Jakub był ojcem Józefa, męża Maryi, z której narodził się Jezus, zwany Chrystusem. Z narodzeniem Jezusa Chrystusa było tak. Po zaślubinach Matki Jego, Maryi, z Józefem, wpierw nim zamieszkali razem, znalazła się brzemienną za sprawą Ducha Świętego. Mąż Jej, Józef, który był człowiekiem prawym i nie chciał narazić Jej na zniesławienie, zamierzał oddalić Ją potajemnie. Gdy powziął tę myśl, oto anioł Pański ukazał mu się we śnie i rzekł: „Józefie, synu Dawida, nie bój się wziąć do siebie Maryi, twej Małżonki; albowiem z Ducha Świętego jest to, co się w Niej poczęło. Porodzi Syna, któremu nadasz imię Jezus, On bowiem zbawi swój lud od jego grzechów”. Zbudziwszy się ze snu, Józef uczynił tak, jak mu polecił anioł Pański.

(Mt 1, 16. 18-21. 24a)

Co ostatnio najbardziej Cię oburzyło? Kto cię jeszcze niedawno zgorszył? Pamiętasz te uczucia, które Ci towarzyszyły? Ty starasz się przestrzegać norm, zwyczajów, może prawa, a nagle przychodzi ktoś i wydaje się, że postępuje przeciwnie niż ty. Może to był ktoś bardzo Ci bliski? Jeśli tak to wiesz, co czuł Józef.

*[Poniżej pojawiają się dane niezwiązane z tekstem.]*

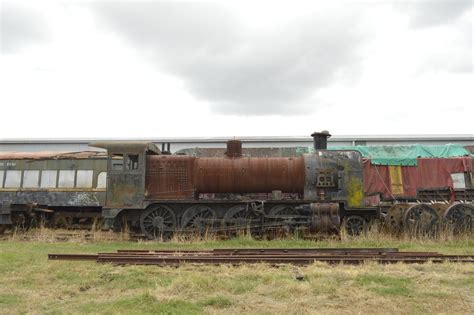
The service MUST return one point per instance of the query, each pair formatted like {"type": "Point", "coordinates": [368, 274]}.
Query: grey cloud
{"type": "Point", "coordinates": [426, 13]}
{"type": "Point", "coordinates": [222, 60]}
{"type": "Point", "coordinates": [20, 26]}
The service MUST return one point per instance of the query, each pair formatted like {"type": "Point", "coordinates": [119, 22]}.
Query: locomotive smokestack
{"type": "Point", "coordinates": [321, 139]}
{"type": "Point", "coordinates": [234, 148]}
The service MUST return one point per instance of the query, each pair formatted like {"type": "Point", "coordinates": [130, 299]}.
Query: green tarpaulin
{"type": "Point", "coordinates": [406, 155]}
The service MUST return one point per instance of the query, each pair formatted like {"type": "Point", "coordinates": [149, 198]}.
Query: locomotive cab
{"type": "Point", "coordinates": [126, 172]}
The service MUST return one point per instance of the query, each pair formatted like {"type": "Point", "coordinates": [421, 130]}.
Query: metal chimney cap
{"type": "Point", "coordinates": [321, 133]}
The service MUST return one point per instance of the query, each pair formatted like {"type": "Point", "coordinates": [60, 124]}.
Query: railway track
{"type": "Point", "coordinates": [272, 256]}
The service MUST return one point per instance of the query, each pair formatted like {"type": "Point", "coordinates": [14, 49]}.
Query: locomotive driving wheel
{"type": "Point", "coordinates": [421, 219]}
{"type": "Point", "coordinates": [158, 222]}
{"type": "Point", "coordinates": [239, 219]}
{"type": "Point", "coordinates": [354, 225]}
{"type": "Point", "coordinates": [282, 218]}
{"type": "Point", "coordinates": [459, 217]}
{"type": "Point", "coordinates": [198, 218]}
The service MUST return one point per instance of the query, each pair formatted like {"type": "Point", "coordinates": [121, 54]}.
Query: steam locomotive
{"type": "Point", "coordinates": [158, 194]}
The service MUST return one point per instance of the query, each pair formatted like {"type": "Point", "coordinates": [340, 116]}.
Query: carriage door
{"type": "Point", "coordinates": [125, 179]}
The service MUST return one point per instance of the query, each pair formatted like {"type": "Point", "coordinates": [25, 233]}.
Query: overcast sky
{"type": "Point", "coordinates": [235, 68]}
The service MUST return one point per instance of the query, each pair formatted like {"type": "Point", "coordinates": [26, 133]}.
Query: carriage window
{"type": "Point", "coordinates": [459, 181]}
{"type": "Point", "coordinates": [101, 180]}
{"type": "Point", "coordinates": [48, 179]}
{"type": "Point", "coordinates": [30, 179]}
{"type": "Point", "coordinates": [13, 179]}
{"type": "Point", "coordinates": [132, 161]}
{"type": "Point", "coordinates": [117, 162]}
{"type": "Point", "coordinates": [66, 179]}
{"type": "Point", "coordinates": [84, 179]}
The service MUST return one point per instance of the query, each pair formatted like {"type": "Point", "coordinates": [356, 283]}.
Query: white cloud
{"type": "Point", "coordinates": [290, 71]}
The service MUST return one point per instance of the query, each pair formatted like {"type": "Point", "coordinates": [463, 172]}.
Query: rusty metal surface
{"type": "Point", "coordinates": [341, 173]}
{"type": "Point", "coordinates": [170, 177]}
{"type": "Point", "coordinates": [249, 175]}
{"type": "Point", "coordinates": [234, 148]}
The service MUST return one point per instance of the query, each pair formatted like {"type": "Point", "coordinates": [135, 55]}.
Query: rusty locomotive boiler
{"type": "Point", "coordinates": [158, 194]}
{"type": "Point", "coordinates": [161, 193]}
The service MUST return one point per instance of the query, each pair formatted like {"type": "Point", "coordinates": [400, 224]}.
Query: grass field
{"type": "Point", "coordinates": [29, 283]}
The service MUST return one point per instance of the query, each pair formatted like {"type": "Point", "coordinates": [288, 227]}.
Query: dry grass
{"type": "Point", "coordinates": [29, 283]}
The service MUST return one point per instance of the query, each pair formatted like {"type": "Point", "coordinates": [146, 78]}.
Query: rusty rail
{"type": "Point", "coordinates": [272, 256]}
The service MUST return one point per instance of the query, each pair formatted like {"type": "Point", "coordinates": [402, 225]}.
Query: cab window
{"type": "Point", "coordinates": [132, 162]}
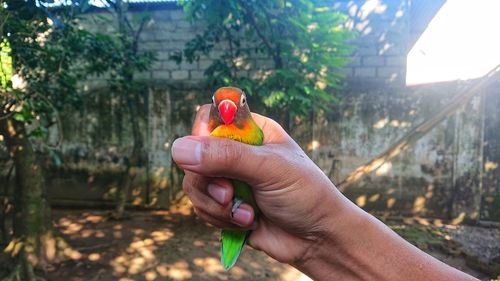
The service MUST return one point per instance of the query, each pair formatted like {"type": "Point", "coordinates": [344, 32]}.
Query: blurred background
{"type": "Point", "coordinates": [395, 100]}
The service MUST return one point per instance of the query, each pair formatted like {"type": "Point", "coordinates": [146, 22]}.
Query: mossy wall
{"type": "Point", "coordinates": [453, 172]}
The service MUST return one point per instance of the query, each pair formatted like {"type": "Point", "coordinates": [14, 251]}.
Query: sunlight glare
{"type": "Point", "coordinates": [459, 43]}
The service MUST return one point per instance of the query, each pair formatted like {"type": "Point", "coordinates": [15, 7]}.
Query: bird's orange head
{"type": "Point", "coordinates": [229, 106]}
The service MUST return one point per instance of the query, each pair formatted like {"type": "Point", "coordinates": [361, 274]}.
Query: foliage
{"type": "Point", "coordinates": [300, 46]}
{"type": "Point", "coordinates": [126, 35]}
{"type": "Point", "coordinates": [44, 57]}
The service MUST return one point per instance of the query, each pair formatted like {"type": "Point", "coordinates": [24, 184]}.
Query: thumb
{"type": "Point", "coordinates": [219, 157]}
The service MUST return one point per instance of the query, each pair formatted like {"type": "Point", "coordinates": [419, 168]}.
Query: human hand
{"type": "Point", "coordinates": [294, 196]}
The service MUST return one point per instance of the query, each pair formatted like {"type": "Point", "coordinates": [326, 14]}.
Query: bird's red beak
{"type": "Point", "coordinates": [227, 110]}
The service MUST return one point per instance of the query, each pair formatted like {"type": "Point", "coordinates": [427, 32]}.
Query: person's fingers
{"type": "Point", "coordinates": [194, 186]}
{"type": "Point", "coordinates": [218, 157]}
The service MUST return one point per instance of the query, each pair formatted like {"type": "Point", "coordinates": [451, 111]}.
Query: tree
{"type": "Point", "coordinates": [43, 57]}
{"type": "Point", "coordinates": [300, 45]}
{"type": "Point", "coordinates": [127, 91]}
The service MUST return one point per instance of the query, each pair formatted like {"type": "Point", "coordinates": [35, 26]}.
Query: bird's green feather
{"type": "Point", "coordinates": [233, 241]}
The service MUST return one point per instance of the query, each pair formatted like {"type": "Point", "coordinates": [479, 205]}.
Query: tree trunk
{"type": "Point", "coordinates": [135, 160]}
{"type": "Point", "coordinates": [33, 244]}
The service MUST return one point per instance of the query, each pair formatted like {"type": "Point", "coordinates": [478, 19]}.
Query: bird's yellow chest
{"type": "Point", "coordinates": [250, 134]}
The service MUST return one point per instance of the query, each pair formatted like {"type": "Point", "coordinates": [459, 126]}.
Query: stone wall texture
{"type": "Point", "coordinates": [451, 173]}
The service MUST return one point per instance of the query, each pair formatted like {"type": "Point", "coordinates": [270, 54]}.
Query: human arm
{"type": "Point", "coordinates": [304, 221]}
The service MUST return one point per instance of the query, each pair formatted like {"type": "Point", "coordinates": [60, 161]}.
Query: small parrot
{"type": "Point", "coordinates": [230, 118]}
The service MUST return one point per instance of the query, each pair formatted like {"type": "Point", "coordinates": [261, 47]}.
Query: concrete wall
{"type": "Point", "coordinates": [452, 172]}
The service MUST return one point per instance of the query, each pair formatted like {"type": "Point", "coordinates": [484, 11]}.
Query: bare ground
{"type": "Point", "coordinates": [175, 245]}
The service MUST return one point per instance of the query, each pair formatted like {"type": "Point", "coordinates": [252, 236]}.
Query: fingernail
{"type": "Point", "coordinates": [242, 216]}
{"type": "Point", "coordinates": [217, 192]}
{"type": "Point", "coordinates": [187, 151]}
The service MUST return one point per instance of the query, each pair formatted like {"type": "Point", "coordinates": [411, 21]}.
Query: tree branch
{"type": "Point", "coordinates": [251, 17]}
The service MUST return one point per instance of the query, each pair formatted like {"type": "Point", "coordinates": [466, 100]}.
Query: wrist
{"type": "Point", "coordinates": [332, 255]}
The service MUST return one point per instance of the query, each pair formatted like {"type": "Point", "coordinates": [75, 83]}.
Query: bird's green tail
{"type": "Point", "coordinates": [232, 242]}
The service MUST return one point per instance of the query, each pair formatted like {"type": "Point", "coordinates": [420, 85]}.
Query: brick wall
{"type": "Point", "coordinates": [376, 110]}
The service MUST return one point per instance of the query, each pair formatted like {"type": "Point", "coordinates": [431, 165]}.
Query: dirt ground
{"type": "Point", "coordinates": [165, 245]}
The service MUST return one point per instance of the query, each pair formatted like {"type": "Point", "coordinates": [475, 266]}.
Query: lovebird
{"type": "Point", "coordinates": [230, 118]}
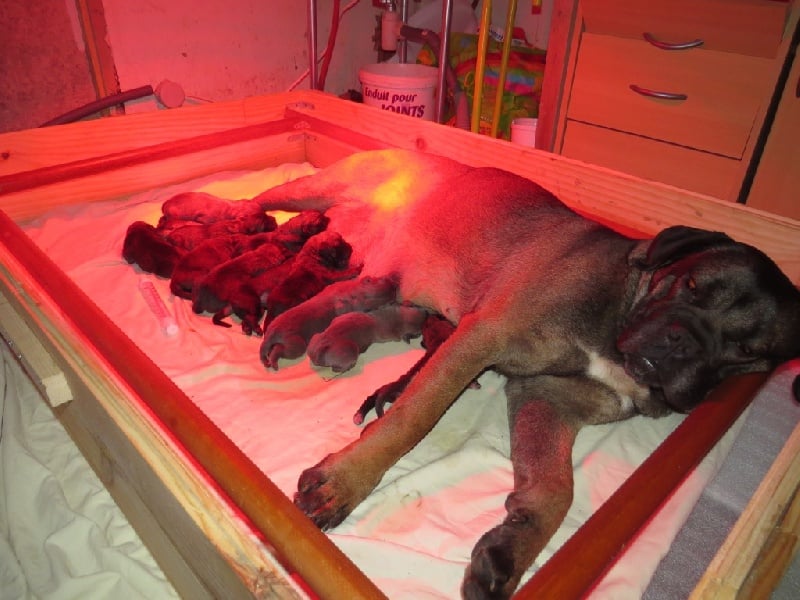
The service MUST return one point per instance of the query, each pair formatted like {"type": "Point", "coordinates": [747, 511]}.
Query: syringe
{"type": "Point", "coordinates": [157, 307]}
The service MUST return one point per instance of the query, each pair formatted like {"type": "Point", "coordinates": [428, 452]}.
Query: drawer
{"type": "Point", "coordinates": [723, 92]}
{"type": "Point", "coordinates": [657, 161]}
{"type": "Point", "coordinates": [752, 27]}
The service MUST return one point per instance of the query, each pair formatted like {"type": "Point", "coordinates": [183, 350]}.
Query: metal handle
{"type": "Point", "coordinates": [671, 46]}
{"type": "Point", "coordinates": [657, 94]}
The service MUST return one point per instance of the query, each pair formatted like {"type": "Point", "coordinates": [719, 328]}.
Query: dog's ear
{"type": "Point", "coordinates": [673, 244]}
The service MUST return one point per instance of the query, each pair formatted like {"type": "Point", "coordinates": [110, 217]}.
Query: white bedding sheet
{"type": "Point", "coordinates": [62, 536]}
{"type": "Point", "coordinates": [414, 534]}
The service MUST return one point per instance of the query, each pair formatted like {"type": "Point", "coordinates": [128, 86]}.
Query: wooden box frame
{"type": "Point", "coordinates": [194, 499]}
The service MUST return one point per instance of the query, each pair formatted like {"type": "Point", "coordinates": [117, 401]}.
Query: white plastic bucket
{"type": "Point", "coordinates": [407, 89]}
{"type": "Point", "coordinates": [523, 131]}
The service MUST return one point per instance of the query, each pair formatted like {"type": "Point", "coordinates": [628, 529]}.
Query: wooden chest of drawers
{"type": "Point", "coordinates": [678, 91]}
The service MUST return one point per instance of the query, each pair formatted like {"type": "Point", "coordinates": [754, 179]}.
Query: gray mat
{"type": "Point", "coordinates": [769, 422]}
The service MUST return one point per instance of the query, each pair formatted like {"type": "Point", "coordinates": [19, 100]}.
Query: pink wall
{"type": "Point", "coordinates": [226, 49]}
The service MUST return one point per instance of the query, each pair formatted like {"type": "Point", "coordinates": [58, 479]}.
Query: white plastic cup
{"type": "Point", "coordinates": [523, 131]}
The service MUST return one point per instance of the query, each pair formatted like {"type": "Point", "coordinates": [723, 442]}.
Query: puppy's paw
{"type": "Point", "coordinates": [320, 498]}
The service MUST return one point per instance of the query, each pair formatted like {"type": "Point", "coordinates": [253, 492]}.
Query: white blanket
{"type": "Point", "coordinates": [414, 534]}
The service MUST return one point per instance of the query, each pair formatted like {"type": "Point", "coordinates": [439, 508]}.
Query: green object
{"type": "Point", "coordinates": [523, 87]}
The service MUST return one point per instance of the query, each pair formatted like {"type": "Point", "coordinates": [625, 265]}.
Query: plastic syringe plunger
{"type": "Point", "coordinates": [157, 307]}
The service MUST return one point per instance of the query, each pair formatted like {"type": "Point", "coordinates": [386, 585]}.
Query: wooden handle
{"type": "Point", "coordinates": [671, 45]}
{"type": "Point", "coordinates": [657, 94]}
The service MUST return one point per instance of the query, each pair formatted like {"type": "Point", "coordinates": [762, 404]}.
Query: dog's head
{"type": "Point", "coordinates": [712, 307]}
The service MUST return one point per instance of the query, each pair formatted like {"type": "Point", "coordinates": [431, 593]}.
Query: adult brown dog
{"type": "Point", "coordinates": [588, 325]}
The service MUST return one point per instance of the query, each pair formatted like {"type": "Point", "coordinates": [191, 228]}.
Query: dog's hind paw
{"type": "Point", "coordinates": [488, 575]}
{"type": "Point", "coordinates": [498, 561]}
{"type": "Point", "coordinates": [317, 498]}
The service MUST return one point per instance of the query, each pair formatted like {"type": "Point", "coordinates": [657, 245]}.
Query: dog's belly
{"type": "Point", "coordinates": [630, 394]}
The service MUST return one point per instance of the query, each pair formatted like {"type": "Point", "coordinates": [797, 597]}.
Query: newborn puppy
{"type": "Point", "coordinates": [348, 335]}
{"type": "Point", "coordinates": [287, 336]}
{"type": "Point", "coordinates": [224, 283]}
{"type": "Point", "coordinates": [236, 285]}
{"type": "Point", "coordinates": [205, 208]}
{"type": "Point", "coordinates": [144, 246]}
{"type": "Point", "coordinates": [323, 260]}
{"type": "Point", "coordinates": [195, 265]}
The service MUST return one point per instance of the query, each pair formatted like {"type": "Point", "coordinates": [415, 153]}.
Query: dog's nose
{"type": "Point", "coordinates": [681, 343]}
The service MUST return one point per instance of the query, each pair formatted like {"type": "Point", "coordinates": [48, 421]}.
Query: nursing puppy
{"type": "Point", "coordinates": [588, 325]}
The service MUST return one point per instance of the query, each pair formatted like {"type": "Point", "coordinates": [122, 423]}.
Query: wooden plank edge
{"type": "Point", "coordinates": [583, 559]}
{"type": "Point", "coordinates": [298, 542]}
{"type": "Point", "coordinates": [104, 456]}
{"type": "Point", "coordinates": [175, 506]}
{"type": "Point", "coordinates": [254, 154]}
{"type": "Point", "coordinates": [630, 202]}
{"type": "Point", "coordinates": [740, 555]}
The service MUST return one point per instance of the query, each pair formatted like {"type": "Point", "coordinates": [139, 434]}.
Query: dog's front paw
{"type": "Point", "coordinates": [321, 497]}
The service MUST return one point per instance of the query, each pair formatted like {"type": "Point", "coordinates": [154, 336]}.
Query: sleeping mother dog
{"type": "Point", "coordinates": [589, 326]}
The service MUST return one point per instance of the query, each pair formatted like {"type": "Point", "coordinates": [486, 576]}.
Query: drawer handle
{"type": "Point", "coordinates": [657, 94]}
{"type": "Point", "coordinates": [669, 46]}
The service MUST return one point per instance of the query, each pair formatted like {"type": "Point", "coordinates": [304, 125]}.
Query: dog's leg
{"type": "Point", "coordinates": [545, 414]}
{"type": "Point", "coordinates": [348, 335]}
{"type": "Point", "coordinates": [288, 335]}
{"type": "Point", "coordinates": [328, 492]}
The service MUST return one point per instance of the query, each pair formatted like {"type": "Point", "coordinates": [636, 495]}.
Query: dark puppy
{"type": "Point", "coordinates": [588, 325]}
{"type": "Point", "coordinates": [145, 246]}
{"type": "Point", "coordinates": [207, 209]}
{"type": "Point", "coordinates": [350, 334]}
{"type": "Point", "coordinates": [324, 259]}
{"type": "Point", "coordinates": [288, 335]}
{"type": "Point", "coordinates": [197, 264]}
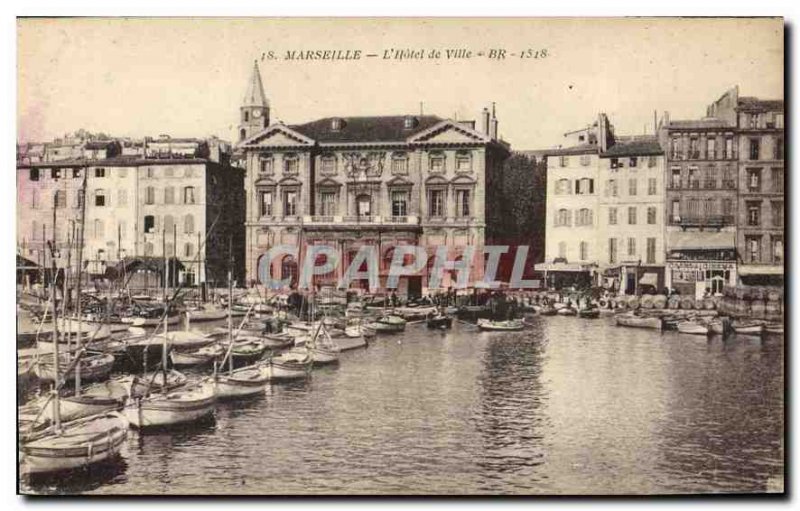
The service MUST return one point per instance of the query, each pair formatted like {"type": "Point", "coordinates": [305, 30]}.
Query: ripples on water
{"type": "Point", "coordinates": [569, 406]}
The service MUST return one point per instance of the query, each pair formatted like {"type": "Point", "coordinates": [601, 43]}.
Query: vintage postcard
{"type": "Point", "coordinates": [400, 256]}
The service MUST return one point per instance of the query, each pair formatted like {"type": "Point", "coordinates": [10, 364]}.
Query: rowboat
{"type": "Point", "coordinates": [291, 365]}
{"type": "Point", "coordinates": [94, 366]}
{"type": "Point", "coordinates": [748, 328]}
{"type": "Point", "coordinates": [179, 406]}
{"type": "Point", "coordinates": [246, 381]}
{"type": "Point", "coordinates": [206, 313]}
{"type": "Point", "coordinates": [501, 326]}
{"type": "Point", "coordinates": [591, 313]}
{"type": "Point", "coordinates": [633, 321]}
{"type": "Point", "coordinates": [693, 327]}
{"type": "Point", "coordinates": [196, 357]}
{"type": "Point", "coordinates": [77, 444]}
{"type": "Point", "coordinates": [774, 328]}
{"type": "Point", "coordinates": [440, 322]}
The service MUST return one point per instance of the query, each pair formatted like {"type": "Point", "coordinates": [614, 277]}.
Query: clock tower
{"type": "Point", "coordinates": [254, 112]}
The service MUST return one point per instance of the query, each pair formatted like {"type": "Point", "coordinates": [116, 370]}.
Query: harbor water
{"type": "Point", "coordinates": [569, 406]}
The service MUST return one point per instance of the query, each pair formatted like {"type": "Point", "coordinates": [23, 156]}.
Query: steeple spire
{"type": "Point", "coordinates": [255, 90]}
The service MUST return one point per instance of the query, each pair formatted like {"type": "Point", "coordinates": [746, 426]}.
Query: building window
{"type": "Point", "coordinates": [676, 178]}
{"type": "Point", "coordinates": [188, 195]}
{"type": "Point", "coordinates": [777, 250]}
{"type": "Point", "coordinates": [777, 213]}
{"type": "Point", "coordinates": [188, 224]}
{"type": "Point", "coordinates": [652, 186]}
{"type": "Point", "coordinates": [754, 180]}
{"type": "Point", "coordinates": [651, 251]}
{"type": "Point", "coordinates": [632, 215]}
{"type": "Point", "coordinates": [755, 148]}
{"type": "Point", "coordinates": [436, 162]}
{"type": "Point", "coordinates": [753, 244]}
{"type": "Point", "coordinates": [436, 203]}
{"type": "Point", "coordinates": [612, 250]}
{"type": "Point", "coordinates": [289, 203]}
{"type": "Point", "coordinates": [329, 164]}
{"type": "Point", "coordinates": [265, 203]}
{"type": "Point", "coordinates": [563, 218]}
{"type": "Point", "coordinates": [291, 164]}
{"type": "Point", "coordinates": [399, 203]}
{"type": "Point", "coordinates": [711, 149]}
{"type": "Point", "coordinates": [753, 213]}
{"type": "Point", "coordinates": [694, 177]}
{"type": "Point", "coordinates": [265, 165]}
{"type": "Point", "coordinates": [463, 161]}
{"type": "Point", "coordinates": [462, 203]}
{"type": "Point", "coordinates": [327, 203]}
{"type": "Point", "coordinates": [399, 163]}
{"type": "Point", "coordinates": [777, 180]}
{"type": "Point", "coordinates": [60, 199]}
{"type": "Point", "coordinates": [694, 148]}
{"type": "Point", "coordinates": [584, 186]}
{"type": "Point", "coordinates": [585, 217]}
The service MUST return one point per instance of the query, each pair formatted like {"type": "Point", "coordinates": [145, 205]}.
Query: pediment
{"type": "Point", "coordinates": [277, 135]}
{"type": "Point", "coordinates": [450, 132]}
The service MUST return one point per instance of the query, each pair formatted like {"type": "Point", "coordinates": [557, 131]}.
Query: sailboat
{"type": "Point", "coordinates": [76, 444]}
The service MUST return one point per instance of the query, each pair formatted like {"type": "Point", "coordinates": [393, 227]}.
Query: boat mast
{"type": "Point", "coordinates": [56, 364]}
{"type": "Point", "coordinates": [78, 307]}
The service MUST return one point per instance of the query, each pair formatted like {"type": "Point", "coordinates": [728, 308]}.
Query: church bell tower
{"type": "Point", "coordinates": [254, 112]}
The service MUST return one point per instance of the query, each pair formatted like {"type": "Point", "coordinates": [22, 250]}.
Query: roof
{"type": "Point", "coordinates": [639, 146]}
{"type": "Point", "coordinates": [117, 161]}
{"type": "Point", "coordinates": [566, 151]}
{"type": "Point", "coordinates": [385, 128]}
{"type": "Point", "coordinates": [698, 124]}
{"type": "Point", "coordinates": [255, 90]}
{"type": "Point", "coordinates": [751, 103]}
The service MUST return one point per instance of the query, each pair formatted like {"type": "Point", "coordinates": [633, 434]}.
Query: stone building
{"type": "Point", "coordinates": [381, 181]}
{"type": "Point", "coordinates": [135, 207]}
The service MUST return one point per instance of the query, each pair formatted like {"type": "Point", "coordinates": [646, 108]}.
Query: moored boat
{"type": "Point", "coordinates": [501, 326]}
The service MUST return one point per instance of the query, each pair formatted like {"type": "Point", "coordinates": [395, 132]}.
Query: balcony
{"type": "Point", "coordinates": [711, 221]}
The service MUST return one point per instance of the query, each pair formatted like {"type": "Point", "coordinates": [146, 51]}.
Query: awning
{"type": "Point", "coordinates": [754, 269]}
{"type": "Point", "coordinates": [572, 267]}
{"type": "Point", "coordinates": [649, 278]}
{"type": "Point", "coordinates": [700, 240]}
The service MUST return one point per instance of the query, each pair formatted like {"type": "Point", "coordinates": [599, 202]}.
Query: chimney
{"type": "Point", "coordinates": [493, 128]}
{"type": "Point", "coordinates": [485, 121]}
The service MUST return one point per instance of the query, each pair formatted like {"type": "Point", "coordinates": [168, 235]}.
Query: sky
{"type": "Point", "coordinates": [186, 77]}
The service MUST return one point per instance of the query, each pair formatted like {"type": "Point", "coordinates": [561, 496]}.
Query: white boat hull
{"type": "Point", "coordinates": [171, 409]}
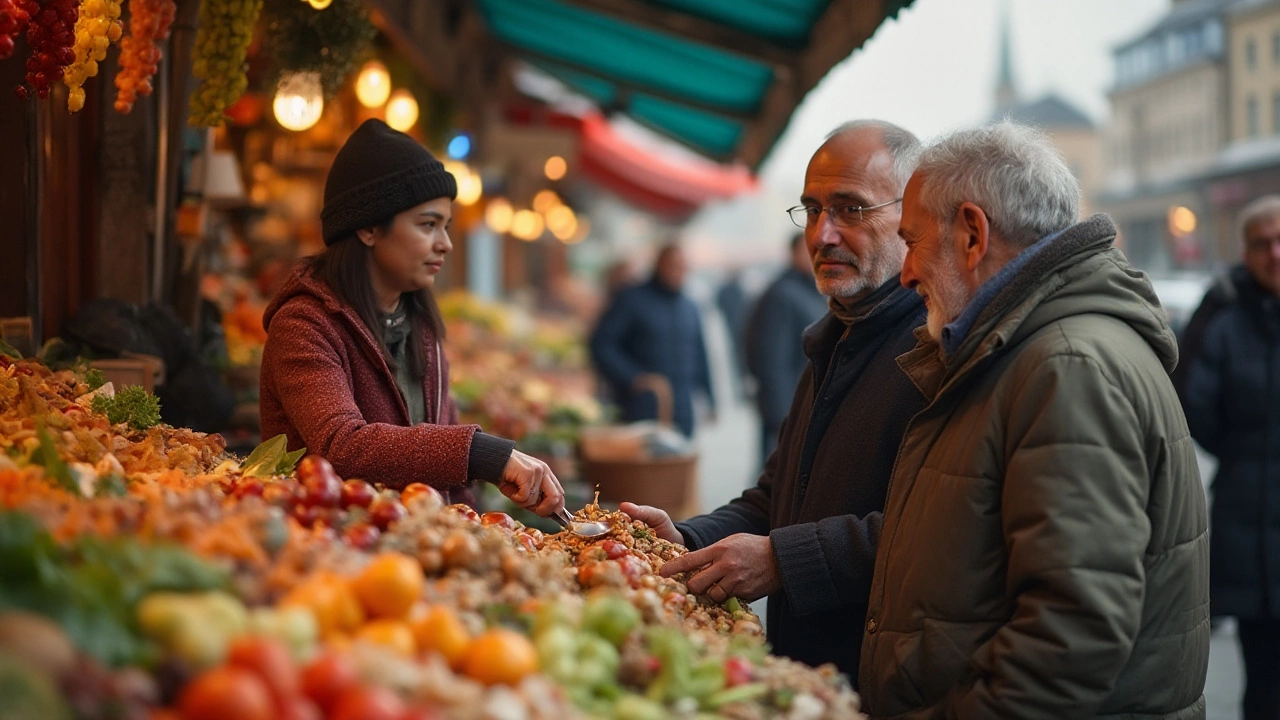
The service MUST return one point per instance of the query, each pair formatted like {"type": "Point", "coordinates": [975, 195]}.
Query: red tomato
{"type": "Point", "coordinates": [327, 678]}
{"type": "Point", "coordinates": [368, 703]}
{"type": "Point", "coordinates": [499, 519]}
{"type": "Point", "coordinates": [227, 692]}
{"type": "Point", "coordinates": [357, 493]}
{"type": "Point", "coordinates": [270, 661]}
{"type": "Point", "coordinates": [420, 490]}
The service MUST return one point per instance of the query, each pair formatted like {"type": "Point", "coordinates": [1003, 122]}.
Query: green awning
{"type": "Point", "coordinates": [720, 76]}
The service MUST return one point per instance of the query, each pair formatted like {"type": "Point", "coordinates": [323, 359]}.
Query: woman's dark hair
{"type": "Point", "coordinates": [344, 268]}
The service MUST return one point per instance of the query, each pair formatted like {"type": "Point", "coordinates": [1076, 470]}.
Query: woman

Józef widział swoją młodziutką żonę, w stanie błogosławionym. Czuł się z pewnością zdradzony, oszukany, może niechciany. Mimo to jakby dusi te wszystkie uczucia, staje w prawdzie – na pewno stało się coś co ją do tego zmusiło, może ktoś. Józef wie, że życie jest różne, wie, że może nie zna całej prawdy. Przebacza. Ile razy gorszymy się czymś, co może tylko mieć pozór złego czynu? Jak często oceniamy ludzi jako gorszych od nas?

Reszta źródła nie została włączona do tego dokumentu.